With this new awareness of what was behind the facade, Mary Margaret changed direction so rapidly she wondered if he could hear her wheels spinning.
"Well yes, of course, he is a bit of a barbarian, Walter dear, but we decided that with you to teach him how to give a decent sermon, we would have a very useful stand-in."
' "Stand-in?" he said blankly.
"Someone to help us out! Someone to help you and me, so that John Tinker will be free to attend some international meetings he has his heart set on. And in any case, if he proves to be impossible, you will just have to help us find someone else."
Though his eyes looked uneasy behind the thick lenses, she sensed she had relaxed him a little and lessened his alarm. She vowed she would be more careful with him in the future. She wondered if it was that desolate little Alberta pushing him from behind, keeping him dissatisfied with his lot. If they'd had any kids, all that ambition could've been focused on them instead of on Walter.
"It might be a good idea if John Tinker had a nice long rest," Walter said.
She frowned at him, thinking this an uncharacteristic boldness.

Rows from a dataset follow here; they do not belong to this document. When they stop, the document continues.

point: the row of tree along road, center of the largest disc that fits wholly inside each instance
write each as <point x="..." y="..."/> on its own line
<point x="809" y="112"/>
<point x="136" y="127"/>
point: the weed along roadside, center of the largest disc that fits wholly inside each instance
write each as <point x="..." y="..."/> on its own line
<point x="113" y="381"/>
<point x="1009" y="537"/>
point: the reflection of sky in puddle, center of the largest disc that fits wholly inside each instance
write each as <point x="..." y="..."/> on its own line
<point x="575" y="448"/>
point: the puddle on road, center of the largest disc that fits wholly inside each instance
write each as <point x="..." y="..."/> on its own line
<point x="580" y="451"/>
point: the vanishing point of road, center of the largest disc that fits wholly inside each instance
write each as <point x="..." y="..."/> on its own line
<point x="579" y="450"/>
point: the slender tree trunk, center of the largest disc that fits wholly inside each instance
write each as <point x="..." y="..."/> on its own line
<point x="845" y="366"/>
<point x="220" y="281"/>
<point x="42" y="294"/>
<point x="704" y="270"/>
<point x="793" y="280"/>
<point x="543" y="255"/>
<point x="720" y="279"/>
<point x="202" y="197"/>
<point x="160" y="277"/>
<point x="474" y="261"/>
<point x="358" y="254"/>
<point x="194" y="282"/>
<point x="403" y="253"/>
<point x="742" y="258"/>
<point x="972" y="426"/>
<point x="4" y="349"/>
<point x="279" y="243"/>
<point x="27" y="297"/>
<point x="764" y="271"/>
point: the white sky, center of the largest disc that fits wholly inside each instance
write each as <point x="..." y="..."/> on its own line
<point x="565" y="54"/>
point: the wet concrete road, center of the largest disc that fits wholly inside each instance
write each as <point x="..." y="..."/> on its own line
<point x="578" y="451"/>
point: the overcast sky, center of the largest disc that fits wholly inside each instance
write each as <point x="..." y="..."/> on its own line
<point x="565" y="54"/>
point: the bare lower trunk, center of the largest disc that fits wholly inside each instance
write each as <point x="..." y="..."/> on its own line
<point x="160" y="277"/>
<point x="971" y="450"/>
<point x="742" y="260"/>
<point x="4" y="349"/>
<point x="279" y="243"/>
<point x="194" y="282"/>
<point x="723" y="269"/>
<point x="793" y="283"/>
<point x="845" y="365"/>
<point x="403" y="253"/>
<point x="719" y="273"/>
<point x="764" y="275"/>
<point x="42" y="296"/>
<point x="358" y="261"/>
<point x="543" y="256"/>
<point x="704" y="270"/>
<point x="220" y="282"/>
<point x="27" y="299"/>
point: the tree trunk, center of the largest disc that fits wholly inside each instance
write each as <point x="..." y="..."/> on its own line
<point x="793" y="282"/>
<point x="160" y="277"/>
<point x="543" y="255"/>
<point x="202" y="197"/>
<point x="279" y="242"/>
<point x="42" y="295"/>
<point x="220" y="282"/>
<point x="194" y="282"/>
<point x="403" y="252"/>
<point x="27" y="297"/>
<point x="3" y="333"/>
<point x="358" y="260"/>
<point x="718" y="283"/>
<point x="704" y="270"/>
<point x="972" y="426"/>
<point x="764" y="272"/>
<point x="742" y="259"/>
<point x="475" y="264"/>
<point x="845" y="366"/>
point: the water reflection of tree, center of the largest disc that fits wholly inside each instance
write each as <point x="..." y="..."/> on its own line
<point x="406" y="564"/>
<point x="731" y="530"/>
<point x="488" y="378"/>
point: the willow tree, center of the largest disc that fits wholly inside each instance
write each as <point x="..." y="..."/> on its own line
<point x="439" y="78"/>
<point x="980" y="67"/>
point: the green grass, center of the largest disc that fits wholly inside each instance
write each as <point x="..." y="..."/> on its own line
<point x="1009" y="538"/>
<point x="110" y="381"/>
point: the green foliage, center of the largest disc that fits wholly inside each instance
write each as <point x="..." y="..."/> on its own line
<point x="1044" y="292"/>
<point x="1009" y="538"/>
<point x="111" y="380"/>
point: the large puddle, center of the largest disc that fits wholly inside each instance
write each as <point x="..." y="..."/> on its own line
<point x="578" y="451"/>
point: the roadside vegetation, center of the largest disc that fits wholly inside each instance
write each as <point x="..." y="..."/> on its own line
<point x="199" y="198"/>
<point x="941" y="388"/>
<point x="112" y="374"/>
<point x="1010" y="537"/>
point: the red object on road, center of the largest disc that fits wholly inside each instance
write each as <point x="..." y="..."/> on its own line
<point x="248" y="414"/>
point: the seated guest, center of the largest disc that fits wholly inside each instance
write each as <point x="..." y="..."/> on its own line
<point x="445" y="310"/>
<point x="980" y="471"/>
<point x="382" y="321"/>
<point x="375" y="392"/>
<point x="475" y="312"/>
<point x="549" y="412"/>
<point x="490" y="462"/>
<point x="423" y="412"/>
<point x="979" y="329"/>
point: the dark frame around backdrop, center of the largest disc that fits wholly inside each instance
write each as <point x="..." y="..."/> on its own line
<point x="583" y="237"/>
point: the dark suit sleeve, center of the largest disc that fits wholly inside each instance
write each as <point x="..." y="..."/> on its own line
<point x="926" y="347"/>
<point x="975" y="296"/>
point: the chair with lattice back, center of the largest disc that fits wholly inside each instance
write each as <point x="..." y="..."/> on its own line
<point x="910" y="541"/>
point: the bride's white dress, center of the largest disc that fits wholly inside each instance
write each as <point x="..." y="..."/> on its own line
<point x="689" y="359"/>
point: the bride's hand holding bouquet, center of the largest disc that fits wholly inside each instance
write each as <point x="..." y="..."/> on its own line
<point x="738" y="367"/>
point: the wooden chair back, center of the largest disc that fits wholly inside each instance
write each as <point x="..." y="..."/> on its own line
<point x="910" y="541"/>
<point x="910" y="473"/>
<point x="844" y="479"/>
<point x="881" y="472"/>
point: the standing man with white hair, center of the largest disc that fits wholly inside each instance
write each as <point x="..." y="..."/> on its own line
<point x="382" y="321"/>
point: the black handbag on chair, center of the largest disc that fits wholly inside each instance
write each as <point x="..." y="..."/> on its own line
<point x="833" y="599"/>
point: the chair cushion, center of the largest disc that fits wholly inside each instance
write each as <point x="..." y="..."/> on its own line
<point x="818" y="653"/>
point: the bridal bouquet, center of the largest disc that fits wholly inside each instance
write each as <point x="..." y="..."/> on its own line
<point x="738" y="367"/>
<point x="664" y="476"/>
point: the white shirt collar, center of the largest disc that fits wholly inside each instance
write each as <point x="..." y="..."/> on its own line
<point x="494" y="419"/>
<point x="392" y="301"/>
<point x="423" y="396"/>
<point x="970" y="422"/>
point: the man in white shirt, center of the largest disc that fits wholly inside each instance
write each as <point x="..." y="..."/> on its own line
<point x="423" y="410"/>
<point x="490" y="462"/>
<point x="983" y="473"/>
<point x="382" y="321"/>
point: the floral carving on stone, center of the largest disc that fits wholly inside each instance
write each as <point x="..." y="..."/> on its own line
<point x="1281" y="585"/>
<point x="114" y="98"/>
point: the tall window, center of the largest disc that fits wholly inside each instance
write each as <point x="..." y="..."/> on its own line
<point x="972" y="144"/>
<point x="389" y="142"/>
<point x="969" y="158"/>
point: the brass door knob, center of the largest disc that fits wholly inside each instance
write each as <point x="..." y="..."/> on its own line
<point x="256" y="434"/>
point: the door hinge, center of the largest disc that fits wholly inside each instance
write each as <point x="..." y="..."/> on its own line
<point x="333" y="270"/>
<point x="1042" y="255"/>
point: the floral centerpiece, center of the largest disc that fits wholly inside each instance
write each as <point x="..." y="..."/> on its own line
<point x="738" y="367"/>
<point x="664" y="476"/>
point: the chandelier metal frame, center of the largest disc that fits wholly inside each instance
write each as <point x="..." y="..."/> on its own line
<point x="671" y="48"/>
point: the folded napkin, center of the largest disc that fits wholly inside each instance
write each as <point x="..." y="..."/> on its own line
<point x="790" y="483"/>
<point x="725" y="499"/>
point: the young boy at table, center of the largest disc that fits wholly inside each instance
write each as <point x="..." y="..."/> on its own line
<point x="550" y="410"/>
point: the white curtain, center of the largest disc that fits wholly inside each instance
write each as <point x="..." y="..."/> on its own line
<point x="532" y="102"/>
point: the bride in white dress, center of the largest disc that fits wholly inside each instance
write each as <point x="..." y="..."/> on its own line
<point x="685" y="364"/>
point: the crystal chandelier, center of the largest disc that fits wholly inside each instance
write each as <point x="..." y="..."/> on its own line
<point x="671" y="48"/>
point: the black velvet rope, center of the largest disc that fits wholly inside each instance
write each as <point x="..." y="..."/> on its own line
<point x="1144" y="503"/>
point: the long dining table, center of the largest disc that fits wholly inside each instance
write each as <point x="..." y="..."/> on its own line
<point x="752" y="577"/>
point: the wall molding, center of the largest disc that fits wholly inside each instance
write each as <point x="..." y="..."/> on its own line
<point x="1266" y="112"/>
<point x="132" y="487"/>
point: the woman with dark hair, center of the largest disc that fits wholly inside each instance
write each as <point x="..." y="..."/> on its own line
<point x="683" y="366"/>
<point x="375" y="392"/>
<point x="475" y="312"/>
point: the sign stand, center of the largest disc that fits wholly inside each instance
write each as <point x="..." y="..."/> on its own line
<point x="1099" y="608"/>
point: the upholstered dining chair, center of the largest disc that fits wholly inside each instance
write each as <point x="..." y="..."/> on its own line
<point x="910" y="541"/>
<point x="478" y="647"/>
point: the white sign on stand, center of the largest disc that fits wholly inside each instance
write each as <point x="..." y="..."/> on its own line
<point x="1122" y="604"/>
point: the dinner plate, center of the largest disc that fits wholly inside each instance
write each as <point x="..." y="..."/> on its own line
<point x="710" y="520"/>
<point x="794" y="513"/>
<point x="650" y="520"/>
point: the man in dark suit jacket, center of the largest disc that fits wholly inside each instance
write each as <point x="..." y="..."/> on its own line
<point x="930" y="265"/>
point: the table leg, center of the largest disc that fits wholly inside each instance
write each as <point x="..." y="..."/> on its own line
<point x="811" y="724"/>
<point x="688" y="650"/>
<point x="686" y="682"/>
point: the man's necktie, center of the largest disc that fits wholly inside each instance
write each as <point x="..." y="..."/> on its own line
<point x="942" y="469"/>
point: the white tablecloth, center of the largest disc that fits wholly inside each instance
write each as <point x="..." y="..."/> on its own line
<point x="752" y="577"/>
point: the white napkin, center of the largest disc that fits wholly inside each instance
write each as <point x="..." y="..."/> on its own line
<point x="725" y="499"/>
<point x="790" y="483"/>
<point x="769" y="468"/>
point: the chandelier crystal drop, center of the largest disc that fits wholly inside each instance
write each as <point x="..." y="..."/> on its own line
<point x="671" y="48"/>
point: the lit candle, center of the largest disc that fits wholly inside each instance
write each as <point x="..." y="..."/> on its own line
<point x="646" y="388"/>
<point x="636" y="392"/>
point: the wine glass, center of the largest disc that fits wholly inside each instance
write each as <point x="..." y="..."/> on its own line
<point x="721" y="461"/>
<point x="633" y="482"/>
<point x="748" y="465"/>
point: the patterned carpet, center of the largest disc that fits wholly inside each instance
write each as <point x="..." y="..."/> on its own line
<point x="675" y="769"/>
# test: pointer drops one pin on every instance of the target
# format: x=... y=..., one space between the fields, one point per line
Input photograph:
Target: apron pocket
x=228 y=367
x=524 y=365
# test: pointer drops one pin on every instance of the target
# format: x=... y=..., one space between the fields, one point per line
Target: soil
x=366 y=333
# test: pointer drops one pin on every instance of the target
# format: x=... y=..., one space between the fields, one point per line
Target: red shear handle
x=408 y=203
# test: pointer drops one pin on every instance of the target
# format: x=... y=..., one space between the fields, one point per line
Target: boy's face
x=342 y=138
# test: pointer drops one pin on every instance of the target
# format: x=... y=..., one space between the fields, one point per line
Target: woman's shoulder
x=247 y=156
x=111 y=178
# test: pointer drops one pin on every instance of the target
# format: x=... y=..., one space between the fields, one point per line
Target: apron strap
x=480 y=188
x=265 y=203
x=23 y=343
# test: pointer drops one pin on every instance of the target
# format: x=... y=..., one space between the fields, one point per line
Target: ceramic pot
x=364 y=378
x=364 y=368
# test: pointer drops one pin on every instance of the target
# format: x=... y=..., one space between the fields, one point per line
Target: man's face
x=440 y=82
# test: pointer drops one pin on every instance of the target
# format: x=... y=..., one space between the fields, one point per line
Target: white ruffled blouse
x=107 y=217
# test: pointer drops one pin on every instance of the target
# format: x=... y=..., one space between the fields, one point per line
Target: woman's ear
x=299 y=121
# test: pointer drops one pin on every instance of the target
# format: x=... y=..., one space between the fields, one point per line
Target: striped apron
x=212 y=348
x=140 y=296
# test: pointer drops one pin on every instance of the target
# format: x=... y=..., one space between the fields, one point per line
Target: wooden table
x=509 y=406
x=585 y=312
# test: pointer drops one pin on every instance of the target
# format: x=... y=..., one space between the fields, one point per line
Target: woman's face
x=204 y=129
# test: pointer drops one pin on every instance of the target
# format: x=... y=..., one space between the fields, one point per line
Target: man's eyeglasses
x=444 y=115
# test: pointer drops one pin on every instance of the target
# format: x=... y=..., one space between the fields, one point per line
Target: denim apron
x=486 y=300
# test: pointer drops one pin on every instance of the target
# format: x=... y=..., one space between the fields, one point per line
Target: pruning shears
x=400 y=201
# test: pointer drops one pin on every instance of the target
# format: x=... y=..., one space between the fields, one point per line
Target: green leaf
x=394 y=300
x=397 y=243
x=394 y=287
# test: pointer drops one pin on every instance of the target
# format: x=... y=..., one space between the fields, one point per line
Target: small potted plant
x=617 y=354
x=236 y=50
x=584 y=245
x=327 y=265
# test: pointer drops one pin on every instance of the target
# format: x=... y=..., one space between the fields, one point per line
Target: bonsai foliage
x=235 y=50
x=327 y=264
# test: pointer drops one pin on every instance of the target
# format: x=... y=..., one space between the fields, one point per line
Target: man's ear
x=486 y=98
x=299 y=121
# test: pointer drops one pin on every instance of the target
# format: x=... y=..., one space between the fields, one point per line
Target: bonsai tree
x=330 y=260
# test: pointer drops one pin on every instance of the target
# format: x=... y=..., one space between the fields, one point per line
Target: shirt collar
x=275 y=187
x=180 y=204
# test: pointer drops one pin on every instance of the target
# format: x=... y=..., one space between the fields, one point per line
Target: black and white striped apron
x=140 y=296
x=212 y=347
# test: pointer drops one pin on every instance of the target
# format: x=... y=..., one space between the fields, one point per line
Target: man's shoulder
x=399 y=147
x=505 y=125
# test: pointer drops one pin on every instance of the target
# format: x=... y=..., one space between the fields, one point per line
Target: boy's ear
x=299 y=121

"What would make you say that?"
"I would say, from observing him, that he no longer takes the great joy in his calling that he once did."
"There is a lot of responsibility involved in running a multimillion-dollar enterprise. My brother has a lot to think about."
"I'm sure he does. And I'm sure he wishes he could lead a more private life. They know his face in every city in the land. I get a little of that, of course. But not the way he does." He shrugged.